On closer inspection, applying only a bit of high school math, it is apparent that there are some transcription errors in what Matilda writes. But if you figure out the five equations that she was meant to write, it's clear that anyone so young who wrote that sequence of equations would indeed be a math prodigy.
I'll recap the scene below and the challenge will be to determine what Matilda was intended to write. In other words, determine the correct sequence of five equations. More advanced mathematicians might recognize some greater significance of the sequence (if there is something beyond the obvious), or might even be able to come up with the sequence of equations based on what is on the chalk board, but that is beyond my abilities, and not necessary to correct Matilda's work.
On the board is a lesson culminating in the following quadratic equation:
Question: x^2 - 12x + 44 = 9
Answer:
The solutions to that are x=5 and x=7. If young Matilda were to do nothing more than solve that in her head, it would be impressive.

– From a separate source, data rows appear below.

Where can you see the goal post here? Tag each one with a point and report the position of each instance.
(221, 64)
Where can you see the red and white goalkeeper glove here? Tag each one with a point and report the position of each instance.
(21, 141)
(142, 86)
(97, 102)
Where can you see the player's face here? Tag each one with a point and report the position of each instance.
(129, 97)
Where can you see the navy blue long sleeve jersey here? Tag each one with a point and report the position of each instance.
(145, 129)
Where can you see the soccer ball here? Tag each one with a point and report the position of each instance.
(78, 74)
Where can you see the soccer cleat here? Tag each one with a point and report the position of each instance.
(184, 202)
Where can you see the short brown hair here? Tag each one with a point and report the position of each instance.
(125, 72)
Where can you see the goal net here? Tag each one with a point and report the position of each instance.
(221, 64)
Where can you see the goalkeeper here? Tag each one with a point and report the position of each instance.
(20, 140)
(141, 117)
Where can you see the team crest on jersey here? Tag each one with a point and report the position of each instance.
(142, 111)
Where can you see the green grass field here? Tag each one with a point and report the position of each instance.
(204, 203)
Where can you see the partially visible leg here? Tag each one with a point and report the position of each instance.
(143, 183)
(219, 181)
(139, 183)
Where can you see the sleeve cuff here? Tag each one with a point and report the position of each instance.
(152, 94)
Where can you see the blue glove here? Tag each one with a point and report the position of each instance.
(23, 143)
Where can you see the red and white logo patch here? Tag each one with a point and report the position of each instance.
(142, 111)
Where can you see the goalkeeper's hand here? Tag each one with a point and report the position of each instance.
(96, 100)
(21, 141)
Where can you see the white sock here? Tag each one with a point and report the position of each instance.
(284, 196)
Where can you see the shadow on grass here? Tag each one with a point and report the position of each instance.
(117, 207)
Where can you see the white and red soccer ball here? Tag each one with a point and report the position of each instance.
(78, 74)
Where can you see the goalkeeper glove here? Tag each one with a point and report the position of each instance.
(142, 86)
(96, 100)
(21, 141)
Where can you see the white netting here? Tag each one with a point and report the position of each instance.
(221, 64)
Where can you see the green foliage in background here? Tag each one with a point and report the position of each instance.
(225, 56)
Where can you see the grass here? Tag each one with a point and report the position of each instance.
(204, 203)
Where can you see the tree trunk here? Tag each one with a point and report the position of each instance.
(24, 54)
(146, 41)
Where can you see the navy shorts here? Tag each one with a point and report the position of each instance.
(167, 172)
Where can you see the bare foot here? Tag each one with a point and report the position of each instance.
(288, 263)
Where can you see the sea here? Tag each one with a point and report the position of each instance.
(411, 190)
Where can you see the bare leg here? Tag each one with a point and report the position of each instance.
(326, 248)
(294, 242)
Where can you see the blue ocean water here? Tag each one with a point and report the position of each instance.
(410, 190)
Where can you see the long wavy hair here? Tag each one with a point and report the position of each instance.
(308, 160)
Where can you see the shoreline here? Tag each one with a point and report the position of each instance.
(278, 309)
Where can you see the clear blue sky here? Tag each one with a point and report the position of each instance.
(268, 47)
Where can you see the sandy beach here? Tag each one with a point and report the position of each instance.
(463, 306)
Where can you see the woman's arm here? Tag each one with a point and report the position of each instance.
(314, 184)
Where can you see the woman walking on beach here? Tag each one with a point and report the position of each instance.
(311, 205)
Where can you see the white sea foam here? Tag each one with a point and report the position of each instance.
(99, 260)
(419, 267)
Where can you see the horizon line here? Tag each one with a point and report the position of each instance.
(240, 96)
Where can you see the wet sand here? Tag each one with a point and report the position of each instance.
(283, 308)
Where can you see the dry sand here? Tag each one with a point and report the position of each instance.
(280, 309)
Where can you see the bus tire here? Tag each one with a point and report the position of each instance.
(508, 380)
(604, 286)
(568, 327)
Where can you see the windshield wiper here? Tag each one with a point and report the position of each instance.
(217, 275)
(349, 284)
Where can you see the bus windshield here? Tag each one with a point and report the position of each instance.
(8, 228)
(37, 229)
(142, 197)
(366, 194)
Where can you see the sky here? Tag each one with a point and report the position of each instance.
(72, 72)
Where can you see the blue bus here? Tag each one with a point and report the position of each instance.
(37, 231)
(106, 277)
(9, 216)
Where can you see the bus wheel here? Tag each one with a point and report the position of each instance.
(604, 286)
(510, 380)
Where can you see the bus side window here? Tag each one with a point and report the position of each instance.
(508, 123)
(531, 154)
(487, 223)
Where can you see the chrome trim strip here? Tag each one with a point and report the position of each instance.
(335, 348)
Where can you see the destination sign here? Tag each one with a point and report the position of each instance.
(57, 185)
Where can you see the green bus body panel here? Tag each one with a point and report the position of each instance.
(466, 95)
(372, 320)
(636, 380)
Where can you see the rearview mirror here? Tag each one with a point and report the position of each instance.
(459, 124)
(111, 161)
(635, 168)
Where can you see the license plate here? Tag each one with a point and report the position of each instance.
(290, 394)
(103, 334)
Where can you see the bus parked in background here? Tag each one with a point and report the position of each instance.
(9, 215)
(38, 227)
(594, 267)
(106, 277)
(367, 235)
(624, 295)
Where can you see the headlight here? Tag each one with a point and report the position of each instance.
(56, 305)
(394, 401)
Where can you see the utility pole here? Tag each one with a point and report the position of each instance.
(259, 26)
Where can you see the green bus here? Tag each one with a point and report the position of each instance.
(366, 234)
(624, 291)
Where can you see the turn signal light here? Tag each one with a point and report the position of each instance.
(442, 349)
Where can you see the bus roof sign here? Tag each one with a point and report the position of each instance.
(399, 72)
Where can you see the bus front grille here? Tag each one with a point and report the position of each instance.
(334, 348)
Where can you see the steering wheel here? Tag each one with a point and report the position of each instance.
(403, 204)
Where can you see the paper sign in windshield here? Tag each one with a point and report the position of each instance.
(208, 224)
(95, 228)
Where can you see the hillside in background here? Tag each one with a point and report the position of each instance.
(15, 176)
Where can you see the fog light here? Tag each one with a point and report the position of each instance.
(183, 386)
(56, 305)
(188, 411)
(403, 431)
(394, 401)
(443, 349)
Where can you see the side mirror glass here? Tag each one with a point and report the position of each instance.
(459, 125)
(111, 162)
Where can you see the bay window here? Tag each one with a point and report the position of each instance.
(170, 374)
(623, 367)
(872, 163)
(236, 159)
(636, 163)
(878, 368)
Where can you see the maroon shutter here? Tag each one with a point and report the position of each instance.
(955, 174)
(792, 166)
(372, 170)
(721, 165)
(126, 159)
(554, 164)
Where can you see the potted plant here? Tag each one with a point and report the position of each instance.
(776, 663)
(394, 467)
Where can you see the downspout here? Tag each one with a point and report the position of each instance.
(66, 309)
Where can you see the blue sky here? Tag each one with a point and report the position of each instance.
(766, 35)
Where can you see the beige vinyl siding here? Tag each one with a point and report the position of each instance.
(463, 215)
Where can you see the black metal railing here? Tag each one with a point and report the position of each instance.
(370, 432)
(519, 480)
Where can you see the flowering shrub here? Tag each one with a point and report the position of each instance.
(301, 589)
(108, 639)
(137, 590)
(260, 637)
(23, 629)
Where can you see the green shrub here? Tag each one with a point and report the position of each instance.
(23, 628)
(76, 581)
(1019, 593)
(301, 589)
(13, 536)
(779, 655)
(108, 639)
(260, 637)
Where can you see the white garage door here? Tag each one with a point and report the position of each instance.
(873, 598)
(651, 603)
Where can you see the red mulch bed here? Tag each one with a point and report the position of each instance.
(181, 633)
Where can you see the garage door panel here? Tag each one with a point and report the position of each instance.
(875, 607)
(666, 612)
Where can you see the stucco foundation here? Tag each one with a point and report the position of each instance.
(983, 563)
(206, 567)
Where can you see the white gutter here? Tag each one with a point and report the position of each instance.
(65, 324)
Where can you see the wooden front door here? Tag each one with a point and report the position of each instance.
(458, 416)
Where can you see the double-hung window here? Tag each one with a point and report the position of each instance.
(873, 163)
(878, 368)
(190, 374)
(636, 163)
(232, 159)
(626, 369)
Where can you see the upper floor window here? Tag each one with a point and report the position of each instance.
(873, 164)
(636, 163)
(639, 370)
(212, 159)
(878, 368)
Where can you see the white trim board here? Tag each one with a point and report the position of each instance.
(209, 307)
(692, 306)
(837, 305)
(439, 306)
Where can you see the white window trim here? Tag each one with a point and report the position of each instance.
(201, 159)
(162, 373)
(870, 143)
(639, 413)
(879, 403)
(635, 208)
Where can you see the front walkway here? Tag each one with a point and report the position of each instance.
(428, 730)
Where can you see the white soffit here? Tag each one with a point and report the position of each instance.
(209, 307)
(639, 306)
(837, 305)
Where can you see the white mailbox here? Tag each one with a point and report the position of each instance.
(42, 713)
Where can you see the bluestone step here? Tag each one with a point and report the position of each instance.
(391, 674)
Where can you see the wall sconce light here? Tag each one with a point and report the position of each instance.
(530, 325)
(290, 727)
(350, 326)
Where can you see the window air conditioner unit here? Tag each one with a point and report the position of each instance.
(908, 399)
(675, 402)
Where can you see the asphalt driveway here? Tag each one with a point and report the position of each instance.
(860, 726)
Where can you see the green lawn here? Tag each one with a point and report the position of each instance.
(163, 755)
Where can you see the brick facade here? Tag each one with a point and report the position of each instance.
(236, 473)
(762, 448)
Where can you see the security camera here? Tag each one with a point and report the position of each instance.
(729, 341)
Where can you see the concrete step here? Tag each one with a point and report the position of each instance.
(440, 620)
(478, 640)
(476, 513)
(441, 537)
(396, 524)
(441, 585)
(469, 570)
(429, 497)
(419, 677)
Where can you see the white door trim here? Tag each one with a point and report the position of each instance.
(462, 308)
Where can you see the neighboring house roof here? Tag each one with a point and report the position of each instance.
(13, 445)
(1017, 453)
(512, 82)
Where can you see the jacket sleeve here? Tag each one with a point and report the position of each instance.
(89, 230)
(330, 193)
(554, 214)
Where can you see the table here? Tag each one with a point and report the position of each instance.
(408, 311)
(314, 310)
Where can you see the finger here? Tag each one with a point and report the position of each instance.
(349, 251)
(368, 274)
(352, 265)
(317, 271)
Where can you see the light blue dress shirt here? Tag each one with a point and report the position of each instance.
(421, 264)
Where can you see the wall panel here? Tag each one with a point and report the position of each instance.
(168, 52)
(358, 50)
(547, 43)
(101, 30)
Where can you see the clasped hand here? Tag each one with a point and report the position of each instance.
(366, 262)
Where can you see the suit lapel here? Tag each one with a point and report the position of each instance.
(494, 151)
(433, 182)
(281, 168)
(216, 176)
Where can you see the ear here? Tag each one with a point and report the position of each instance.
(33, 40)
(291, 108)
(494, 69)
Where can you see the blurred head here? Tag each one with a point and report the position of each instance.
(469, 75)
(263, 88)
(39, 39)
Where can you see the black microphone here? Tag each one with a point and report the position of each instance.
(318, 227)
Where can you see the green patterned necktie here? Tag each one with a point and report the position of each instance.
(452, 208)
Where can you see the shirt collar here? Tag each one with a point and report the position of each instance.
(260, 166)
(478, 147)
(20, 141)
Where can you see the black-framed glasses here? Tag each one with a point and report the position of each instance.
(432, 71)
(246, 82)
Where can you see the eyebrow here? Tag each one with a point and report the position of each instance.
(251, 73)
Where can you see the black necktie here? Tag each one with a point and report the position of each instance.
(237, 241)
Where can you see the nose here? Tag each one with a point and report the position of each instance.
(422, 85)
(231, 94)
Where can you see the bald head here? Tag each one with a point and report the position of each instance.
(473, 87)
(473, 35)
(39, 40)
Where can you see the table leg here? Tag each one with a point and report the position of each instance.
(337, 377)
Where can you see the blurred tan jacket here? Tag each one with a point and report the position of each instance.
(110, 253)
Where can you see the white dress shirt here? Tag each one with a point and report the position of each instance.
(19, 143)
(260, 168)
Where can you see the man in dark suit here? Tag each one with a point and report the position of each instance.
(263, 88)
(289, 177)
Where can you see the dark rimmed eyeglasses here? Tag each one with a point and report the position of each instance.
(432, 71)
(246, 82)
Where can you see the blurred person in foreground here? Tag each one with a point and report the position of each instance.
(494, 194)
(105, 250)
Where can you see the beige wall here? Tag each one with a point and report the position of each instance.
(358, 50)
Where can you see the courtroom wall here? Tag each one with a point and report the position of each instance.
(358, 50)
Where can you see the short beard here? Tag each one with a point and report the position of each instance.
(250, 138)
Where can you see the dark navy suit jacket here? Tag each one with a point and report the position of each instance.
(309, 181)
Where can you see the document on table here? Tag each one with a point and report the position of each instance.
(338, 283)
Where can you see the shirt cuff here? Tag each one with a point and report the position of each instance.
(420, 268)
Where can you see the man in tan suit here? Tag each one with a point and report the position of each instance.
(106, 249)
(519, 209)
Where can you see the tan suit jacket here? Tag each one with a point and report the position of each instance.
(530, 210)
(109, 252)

(Sorry, I can't include a screen shot of Matilda's five equations due to forum rules until I have 20 posts.)
But instead she writes five more equations:
x^2 - 18 + 93 = 16
x^2 - 24 + 168 = 25
x^2 - 30 + 257 = 36
x^2 - 36 + 332 = 49
x^2 - 42 + 501 = 64
Her astonished teacher says "Is that correct?"
Matilda replies "Well, yeah. And then I thought I may as well do the rest. You know, the prime numbers. Where x is the square of AB reoccur. So I realized they must have done it knowing it was part of a sequence."
Your first reaction might be the same as mine. Huh? I don't see anything involving prime numbers, and never heard the term "AB reoccur", and all five equations have semi-random imaginary roots, unrelated at first glance to the original equation. What gives?
But the hint that might make it too easy, is that Matilda (the actress or the crew) made some typos in transcribing the equations onto the chalk board, probably a result of copying them from a note card or having them dictated.
What's the actual sequence of equations that Matilda should have written?
There are a few obvious patterns to notice.
All of the coefficients of X^2 are one. All of the next constants (18, 24, 30, 36, 42) increase by four in each successive equation. And the constants on the right sides of the equation are all perfect squares, the significance of which will become important later. I see no pattern in the second sets of constants (93, 168, 257, 332, 501).
The next thing to recognize is that having two constants on the left side of each equation is strange when they could easily be combined, even if there was some reason to preserve the perfect squares on the right sides. If all five equations were meant to be more "normal" quadratic equations, it seems like maybe the "x"s were left off the coefficients of (-18, -24, -30, -36, and -42). That would eliminate the imaginary roots and leave the following equations:
(1) x^2 - 18x + 93 = 16
(2) x^2 - 24x + 168 = 25
(3) x^2 - 30x + 257 = 36
(4) x^2 - 36x + 332 = 49
(5) x^2 - 42x + 501 = 64
Solving for x, these equations DO have prime roots!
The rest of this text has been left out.